Wenn es nun nicht funktioniert, können sich die betroffenen Mieter unmittelbar bei Ihnen bedanken.

Dann sagten Sie, Herr Schimmler, anfänglich – Frau Oesterheld, das ist auch die Richtung, in der Sie sich, bewegten –, dass es jetzt auch die höheren Gehaltsklassen trifft. Diejenigen, die Sie jetzt meinen und sich vorstellen, die Initiatoren, die Bauträger und ähnliches, haben am Anfang verdient. Sie verdienen nicht bei der Anschlussförderung. Das sind die Gesellschaften. Sie haben ihre Kasse gemacht. Das ist unstreitig. Die interessiert das gar nicht. Es sind die Initiatoren, die längst draußen sind oder nur noch mit ihrer Geschäftsführungsgesellschaft dabei sind, wo nur noch relativ verdient wird. Diejenigen, die es trifft, sind die Anleger und Investoren.

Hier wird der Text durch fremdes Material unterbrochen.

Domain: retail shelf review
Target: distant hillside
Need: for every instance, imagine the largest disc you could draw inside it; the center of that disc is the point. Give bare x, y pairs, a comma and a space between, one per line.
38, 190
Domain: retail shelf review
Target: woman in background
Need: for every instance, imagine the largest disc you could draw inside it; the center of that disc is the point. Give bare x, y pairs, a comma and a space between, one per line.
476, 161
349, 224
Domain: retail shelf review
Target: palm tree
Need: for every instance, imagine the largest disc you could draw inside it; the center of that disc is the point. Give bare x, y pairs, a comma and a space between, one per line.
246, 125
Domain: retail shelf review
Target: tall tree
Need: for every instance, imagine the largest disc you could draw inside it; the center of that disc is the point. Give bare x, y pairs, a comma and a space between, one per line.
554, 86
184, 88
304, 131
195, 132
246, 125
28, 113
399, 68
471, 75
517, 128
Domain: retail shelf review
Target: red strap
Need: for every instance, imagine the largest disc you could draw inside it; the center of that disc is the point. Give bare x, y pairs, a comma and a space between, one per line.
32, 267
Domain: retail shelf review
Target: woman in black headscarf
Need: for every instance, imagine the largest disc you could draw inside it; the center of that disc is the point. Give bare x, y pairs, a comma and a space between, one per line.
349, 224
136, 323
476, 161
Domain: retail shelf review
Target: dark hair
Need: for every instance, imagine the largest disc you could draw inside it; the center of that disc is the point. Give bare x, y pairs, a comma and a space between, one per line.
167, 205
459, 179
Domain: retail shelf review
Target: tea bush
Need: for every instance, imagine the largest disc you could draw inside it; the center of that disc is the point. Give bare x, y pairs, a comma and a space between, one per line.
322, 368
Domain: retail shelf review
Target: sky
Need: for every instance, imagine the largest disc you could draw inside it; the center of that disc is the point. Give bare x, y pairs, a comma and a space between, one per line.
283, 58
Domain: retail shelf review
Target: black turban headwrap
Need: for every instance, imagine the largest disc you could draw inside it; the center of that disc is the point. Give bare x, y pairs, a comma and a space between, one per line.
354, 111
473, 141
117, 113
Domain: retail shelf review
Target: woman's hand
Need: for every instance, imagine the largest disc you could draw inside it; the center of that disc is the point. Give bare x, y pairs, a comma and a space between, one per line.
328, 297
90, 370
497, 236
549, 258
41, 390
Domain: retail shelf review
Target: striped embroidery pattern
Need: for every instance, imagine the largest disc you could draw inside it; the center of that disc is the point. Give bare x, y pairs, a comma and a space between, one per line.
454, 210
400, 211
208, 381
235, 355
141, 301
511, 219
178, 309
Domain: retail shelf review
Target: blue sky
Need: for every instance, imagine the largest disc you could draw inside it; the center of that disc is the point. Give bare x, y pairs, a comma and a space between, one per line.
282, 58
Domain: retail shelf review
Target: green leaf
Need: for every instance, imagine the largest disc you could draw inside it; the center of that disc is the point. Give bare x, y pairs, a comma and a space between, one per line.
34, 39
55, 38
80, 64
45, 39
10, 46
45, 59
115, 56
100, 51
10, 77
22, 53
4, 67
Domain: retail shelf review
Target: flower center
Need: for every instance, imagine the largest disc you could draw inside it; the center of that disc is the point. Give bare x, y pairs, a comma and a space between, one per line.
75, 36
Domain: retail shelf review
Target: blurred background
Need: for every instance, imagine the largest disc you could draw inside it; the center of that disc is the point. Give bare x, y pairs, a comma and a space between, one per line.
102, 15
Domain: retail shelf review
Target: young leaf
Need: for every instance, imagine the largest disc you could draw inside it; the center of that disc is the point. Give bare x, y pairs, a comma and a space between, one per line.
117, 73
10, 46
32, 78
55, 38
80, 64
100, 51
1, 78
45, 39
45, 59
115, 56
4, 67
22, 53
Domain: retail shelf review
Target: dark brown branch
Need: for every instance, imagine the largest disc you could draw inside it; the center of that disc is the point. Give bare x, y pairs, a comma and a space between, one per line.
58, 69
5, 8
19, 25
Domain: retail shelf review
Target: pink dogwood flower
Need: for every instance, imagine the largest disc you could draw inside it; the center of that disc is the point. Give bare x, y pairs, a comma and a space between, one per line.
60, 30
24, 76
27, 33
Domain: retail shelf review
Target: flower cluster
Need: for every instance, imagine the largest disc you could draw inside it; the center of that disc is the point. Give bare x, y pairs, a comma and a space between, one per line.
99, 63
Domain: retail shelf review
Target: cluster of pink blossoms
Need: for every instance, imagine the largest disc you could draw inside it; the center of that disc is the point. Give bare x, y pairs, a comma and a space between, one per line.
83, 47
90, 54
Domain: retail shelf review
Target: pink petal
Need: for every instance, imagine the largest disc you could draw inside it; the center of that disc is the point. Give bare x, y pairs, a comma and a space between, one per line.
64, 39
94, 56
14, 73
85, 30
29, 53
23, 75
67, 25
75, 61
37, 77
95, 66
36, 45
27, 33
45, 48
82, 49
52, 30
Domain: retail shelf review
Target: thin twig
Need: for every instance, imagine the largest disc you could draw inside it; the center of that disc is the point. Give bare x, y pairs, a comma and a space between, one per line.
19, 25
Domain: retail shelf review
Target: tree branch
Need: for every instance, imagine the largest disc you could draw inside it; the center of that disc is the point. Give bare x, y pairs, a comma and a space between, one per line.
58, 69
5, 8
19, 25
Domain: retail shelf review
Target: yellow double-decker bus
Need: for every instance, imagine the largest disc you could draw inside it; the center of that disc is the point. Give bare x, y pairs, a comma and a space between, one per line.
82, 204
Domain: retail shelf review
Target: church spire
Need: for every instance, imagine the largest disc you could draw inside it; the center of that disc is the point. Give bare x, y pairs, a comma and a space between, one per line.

Nun sagen Sie, Frau Oesterheld, dass Sie mit denen kein Mitleid haben. Es ist schon Schadenfreude gewesen. Die Lumpen hätten die Steuern verkürzt. Ich bin einverstanden damit. Ich bin überhaupt kein Freund eines solchen Systems hoher Steuersätze und gleichzeitigen Steuerbegünstigungsmodelle, mit denen versucht wird, volkswirtschaftliche Ströme in Gang zu setzen und zu lenken. Das halte ich für Unsinn. Es funktioniert nicht, dass einerseits ein Hochsteuersatzsystem installiert wird, mit hohen Steuersätzen im gewerblichen und privaten Bereich, über ein solches Fördersystem vom Bürger erwartet wird – es war eine Erwartung, die die Politik gestellt hat –, steuerreduzierend sein Geld in bestimmte Investitionen zu lenken und sich dann als Teil des Systems – das haben Sie auch, als Sie in der Regierungsverantwortung waren – zu verstehen und zu sagen, die anderen hätten Pech gehabt. Das ist kein redlicher Umgang mit den Leuten.

[Beifall bei der FDP]

Sie haben das getan, was Politik auf Bundes- und Landesebene von ihnen erwartet haben. Sie haben ihr Geld nicht auf ein Schweizer Konto übertragen. Sie haben nicht in Aktien oder andere Dinge investiert, sondern es genau dort hineingesteckt, wo man es von ihnen erwartet hat. Deswegen gibt es für Häme und Schadenfreude überhaupt keinen Anlass.

[Beifall bei der FDP]

Das Ganze führt zu einem Vertrauensschaden. Berlin ist aber im Moment – das sage ich deutlich – nicht in der Situation, sich weiter im Bereich der Wirtschaft, im Bereich von Investoren weiteren Vertrauensschaden leisten zu können. Wir müssen uns nur die Situation der Stadt ansehen. Ich habe Ihnen gesagt, dass Ihre rot-rote Politik letztlich darin besteht, sich von einem Gericht zum anderen zu hangeln. Sie sitzen wegen des Flughafens in Leipzig, Sie sitzen wegen der Anschlussförderung in Leipzig, Sie sitzen wegen der allgemeinen Haushaltssituation in Karlsruhe. Die Flucht in die Justiz ersetzt aber keine vernünftige Politik, vor allen Dingen keine Wirtschaftspolitik.

[Beifall bei der FDP]

Sie haben in Ihrer Verantwortung eine Steigerung der Arbeitslosenquote von 15,2 % auf 18,2 % zu verantworten. Das ist Ihre Politik. Sie haben die Schulden verdoppelt. Sie haben die Arbeitslosenquote um 3 % erhöht, und Sie sind PISA-Letzter. Das ist – zusammengefasst – das Ergebnis rot-roter Politik.

[Beifall bei der FDP]

Gestatten Sie eine Zwischenfrage von Herrn Hoff?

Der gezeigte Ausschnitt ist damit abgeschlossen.